Lagian, bikin tambah stress saja tuh! Emangnya pilem ya? Pake dipasang microchip sgala.
Gpp emosi kok mbak, asal penyalurannya gak gegabah aja kan? 🙂
Hiee…salah ketik lagi. kenapa tidak menandai, harusnya kenapa menandai.
haiyah! Saya salah ketik terus disini. Maapkeun 🙂
Wah udha mulai diperlakukan macam ternak aja nih – pake RFID-tags.. 🙂
Solusi pengentasan HIV/AIDS gak tepat kalau hanya melalui tagging macam begini, awareness khalayak luas yang harus dimulai, sembari pencegahan/penanggulanagan dini.. inimah proyek pengadaaan aja 🙂
Kok kejam ya? Benar2 tdk manusiawi
Setuju dgn Domba Garut…kmungkinan ini proyek pengadaan saja, ujung2nya duit
aku jadi tergelitik tentang pemasangan micro chip itu salah satunya untuk memantau aktivitas (seks) ODHA. ini yang punya ide masangin micro chip aja udah brengsek. nah, kalo brengseknya kuadrat, mereka dapat rekaman, katakanlah aktivitas (seks) ODHA tadi terus ada yang pengen cari tambahan sangu bikin film biru, halah….
kebayang gak siy…..:/
yang kaya gini mah pelanggaran HAM abis. coba mbak ira gini aja.. kalo ada hearing misalnya ya……..

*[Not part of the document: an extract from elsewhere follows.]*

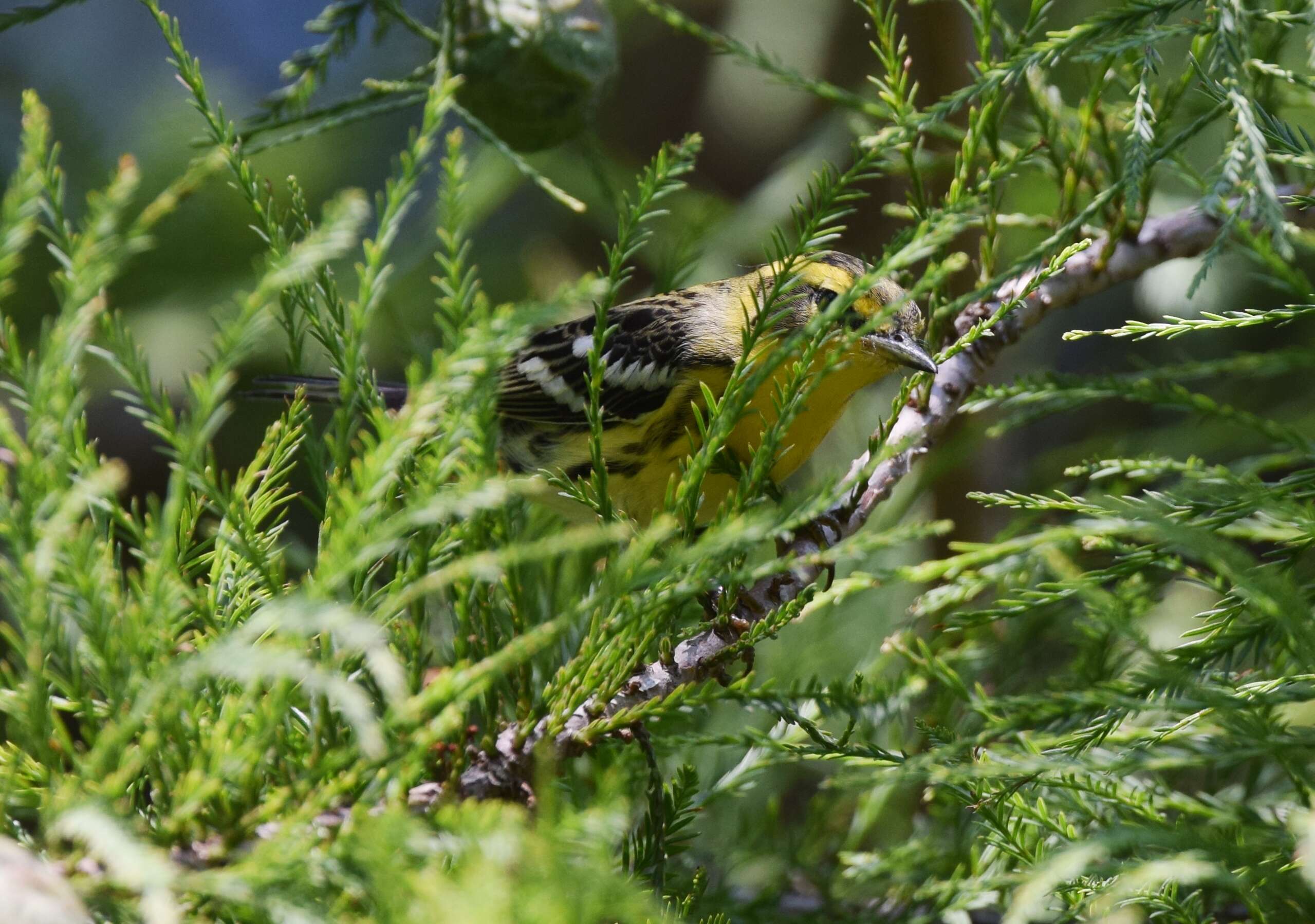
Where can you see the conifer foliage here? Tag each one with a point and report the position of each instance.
(448, 705)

suruh aja dulu pada aleg yang terhormat itu memakai micro chip itu satu hari aja, buat test ato apa lah namanya.
kalo mereka gak mau, berarti jelas kan para ODHA itu juga gak kan mau.
DUHAM ala PBB itu ternyata ga mempan juga ya mbak:(
manusia itu semua sama
hanya kejam yang ada dalam hatinya
@Desti
itu dia… kayaknya ada salah pemahaman dari para anggota DPRD yang terhormat itu……
@Domba Garut!
Iya kang, sepertinya soal pengadaan saja *baru nyadar* gak tau, kalo di Liberia ada gak orang
gilayang punya ide kayak gini……@deKing
memang gak manusiawi….
@mataharicinta
iya ya, coba anggota DPRD di Papua sana nyobain dulu….
@Anang
emang sama pak…. makanya gak seharusnya ODHA dipasangin microchip….
@kump45
memang kejam….
kenapa gak di pasang pada dirinya sendiri aja, trus di sebut sebagai orang yang hidup dengan rasa benci terhadap sesama
BUBARKAN DPRD!!! *kelewatan ya?*
jahat banget sih, mereka !! jahat, PLUS bodoh!!
@aribowo
seandainya bisa….. biar mereka nyadar…
@suandana
segitunya 🙂 …. gak semua anggota DPRD itu punya pikiran picik seperti itu. Pada saat Palembang buat Perda HIV/AIDS, aku banyak bertemu dengan anggota DPRD yang mau menerima masukan dan informasi baru tentang HIV terutama pas mereka bertemu langsung dengan orang yang terinfeksi HIV.
@venus
iya mbak…. memang jahat banget…
wuah… bacanya amat sangat terlambat ya.
kebetulan lagi hunting tulisan tentang HIV/AIDS. semoga yang punya pikiran tentang microchips tadi segera disadarkan ya.
yang jelas, pasal itu nggak jadi dipake kan?